Night kneels to shore, sea
Pines, palms creak, and seagulls glide
Maine June, Florida now
Poetry
Haiku 11.22.19
Small seats, tiny treats
Mini-verse, vast universe
Bound for West Palm Beach
Haiku 11.21.19
Clinging to longing
Mosquito sucking my blood
Stings, and leaves its mark.
Haiku
She lifted me up,
Mended and filled my cracked cup.
Lack left. Hope walked in.
Prayer
God,
I don’t know how I got here.
I don’t know where I’m going.
I don’t know what or where You are.
I don’t know who or why I am.
Let’s start on that last one
together.
Islanded Widow
My poem “Islanded Widow” was published in the Fall 2018 issue of Muddy River Poetry Review. Here is the link to all of the poems:
Muddy River Poetry Review Fall 2018 Issue
And here’s the link to mine:
My thanks to the editor Zvi A. Sesling for publishing my work.
In the Bakery
I stand in the bakery. The baker is silent, at work, unbothered by the commotion in the streets, by the kids who run in and grab loaves of bread without paying. He does his work; he is too much like the dawn to talk too much about it. Soon he will hand me the bread I asked for. When he hands it over, whose loaf will it be? I want to share my bread with him, this unmoved one, now moving and kneading his hands through the dough. He bakes bread as if it is the only thing he could possibly be doing. My duty is to eat what he hands me while it is fresh. I cannot let the bread get stale and hard, or eat it in fear that it will soon be stale and hard, or eat it as if I am the stale and hard one, and the bread the thing that will soften and refresh me. If my heart is not as soft as the freshly made bread, there is no bread in the world that will satisfy me.
I’m here in the bakery, waiting, listening. Rise, says the bread, as it’s taken from the oven. Wake, says the wind, as a customer enters. Enjoy, say the eyes of the baker, as he hands me his life’s work, not saying a word.
How to Wake Up
My poem “How to Wake Up” was published in Heartwood, a literary magazine in association with the MFA program at West Virginia Wesleyan College. I worked for many days on it over this past winter.
Here is the link to the poem: http://www.heartwoodlitmag.com/how-to-wake-up.
Dark Morning
Dark morning, do what you will do.
Grow light without resistance.
Spread your light to the resistant world.
But too much light too soon might blind me.
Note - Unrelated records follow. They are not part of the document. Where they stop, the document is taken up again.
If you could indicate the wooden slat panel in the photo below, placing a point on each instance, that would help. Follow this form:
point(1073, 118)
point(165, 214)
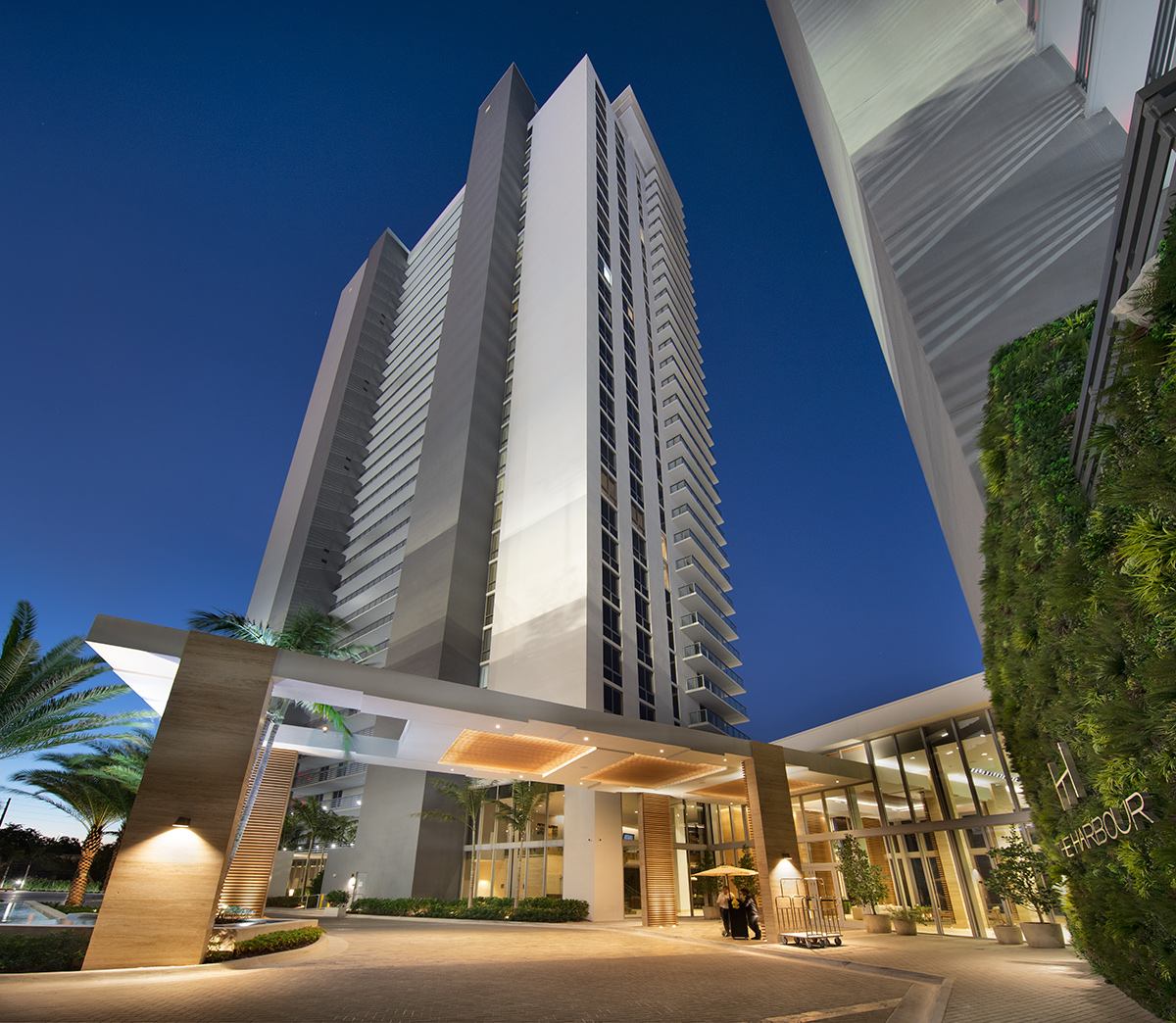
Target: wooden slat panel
point(659, 904)
point(247, 882)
First, let my own resistance rest
in you dark hour I rest within.
No one murmurs except crickets,
no one moans for the pleasures of the past,
no one dreads the pain of the future,
for no one is here to moan or dread.
Nothing here but the dark hour.
Not a soul awake that knows my name.
Dark morning, you do what you do
not for me or anyone else,
not to be praised or celebrated.
We should all be so bold
to work in such obscurity,
to toil before the sun
and rest by light of day,
returning alone at dusk
to the desk we left at dawn
so the light within can grow
in the growing darkness without.
Moon Talk
I.
Meaning no longer carries me like a cresting wave
onto sands silvered by an uneaten moon.
So instead of seeking out the precious meaning
that’s left me in the shadow of half-eaten lunacy
I take a bite out of an apple. I will eat fruit to cope
with the fact that my moon has been eaten.
The grape will be my purple moon, the orange
my sunned moon, and the tomato my blood moon.
Outside, July, middle of summer, who is a pale girl
the rich girls in their animal skin coats make fun of.
Winter is a frail boy who dies of pneumonia.
Summer and winter decided not to make love
and since the moon had already been eaten
they realized they had nothing to talk about.
How much like you and I. I wish my long black coat
didn’t remind me of Death, that snapping turtle
whose shell I am. When you peel the shell off me…
but don’t remind me of that, or I might just snap.
Each day I get more used to silence. I tell myself
the silence prepares me to die. Others tell me I’m only
twenty-five. Who is right? Only the one who admits
he never is. I admit: my life is not worth the absence
of wind or God. Some days are finished for me by 9 a.m.,
and as I lie back down in bed I watch the commuters,
all of them working to earn their keep, make their way,
prove themselves worthy of being alive, in vain;
the moment we were made we were made worthy
of being kept alive and well and whole.
How can we prove what we already are? I am filled
with holes: who of you will have me? I am whole,
there is not a hole in me: who will reject me?
Goddess of night, before you nix me, rejecting
my too-sunny view on life, save me from these books
on this desk that even now rebuke my uselessness.
Double-blind me, so I might forget what I have not done.
I am compelled again to finger the books’ straight spines.
My own spine is bent-over, bony and ornery.
I have trouble believing the evidence of my senses:
that the people still speak, even to my muteness;
that the birds still sing, even to my deafness;
that the sun still shines, even on my blindness.